The main route through Bryn Offa is the A525 road to Ruthin Road. The estate is situated next to Ysgol Clywedog (formerly known as Ysgol Bryn Offa, or Bryn Offa High School), and the Shrewsbury-Chester railway line. The community of Offa is named after Bryn Offa.

Originally the site was home to Bryn Offa Hall, which was built in the 1860s and was home to Mayor of Wrexham, John Bernard Murless. The building was later sold various times, before ending up in the ownership of the Royal Air Forces Association in 1956, to serve as their Wrexham clubhouse.
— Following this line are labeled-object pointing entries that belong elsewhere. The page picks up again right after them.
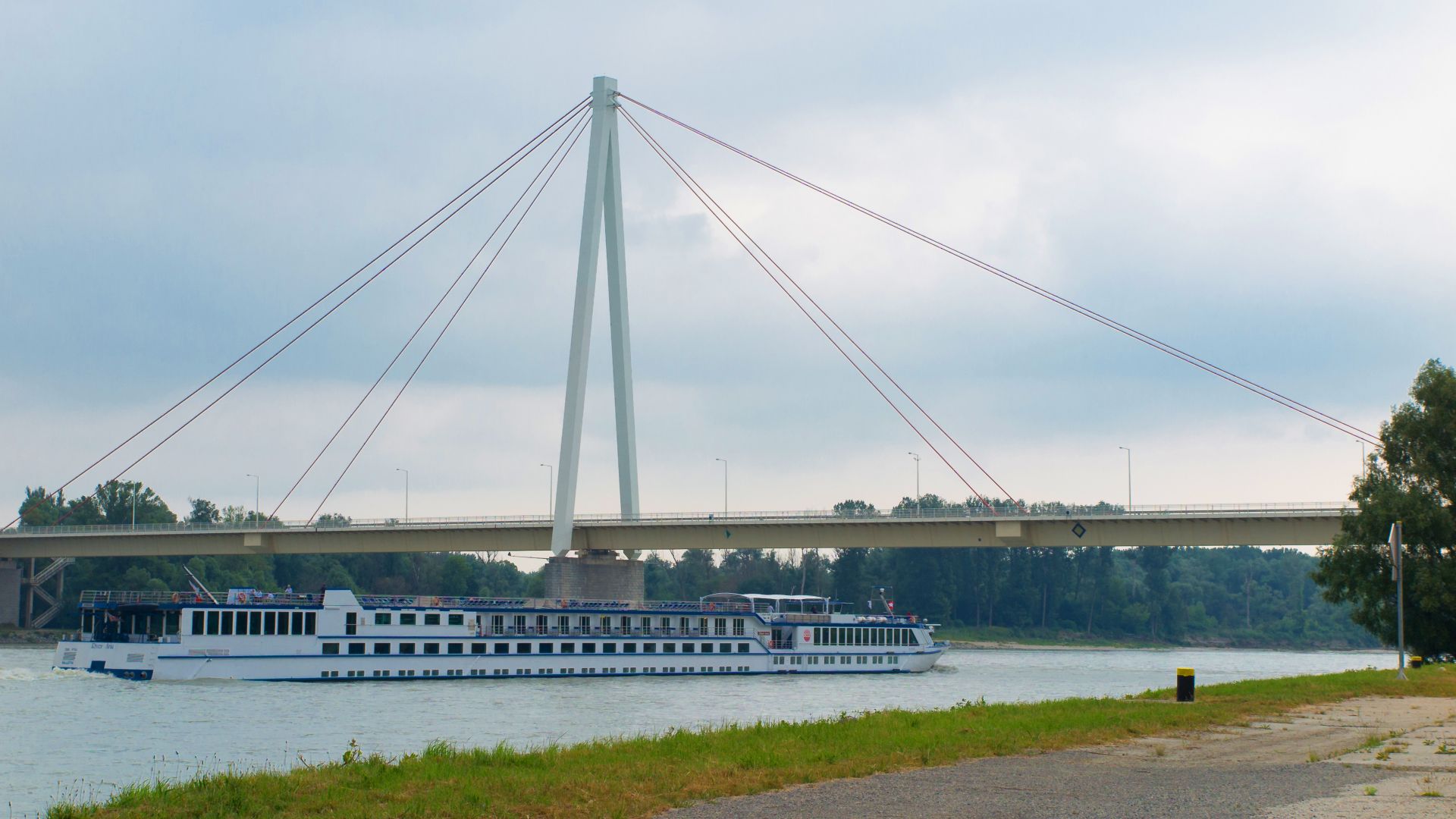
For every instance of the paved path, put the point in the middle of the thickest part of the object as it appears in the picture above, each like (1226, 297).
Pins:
(1261, 771)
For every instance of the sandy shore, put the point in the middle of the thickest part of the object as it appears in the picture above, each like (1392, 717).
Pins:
(1320, 761)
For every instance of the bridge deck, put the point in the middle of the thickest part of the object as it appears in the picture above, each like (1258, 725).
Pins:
(1269, 525)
The housing estate on the site was first built in the 1950s by Wrexham Borough Council. The first parts to be developed were along the southside of Ruthin Road, between the hall and Bryn Offa School. This first estate replaced a row of houses known as Bryn Offa Terrace, which were demolished as part of the Borough Clearance programme. The housing estate was later extended to Bersham Road in 1957, with the new road built named Centenary Road, to mark Wrexham's 100th anniversary of being incorporated as a borough.

Bryn Offa High School began its construction in 1959, and originally was to be named Emyr Cyfeiliog School, after Alderman Emyr Williams. It opened in 1960 with 510 pupils from other local schools.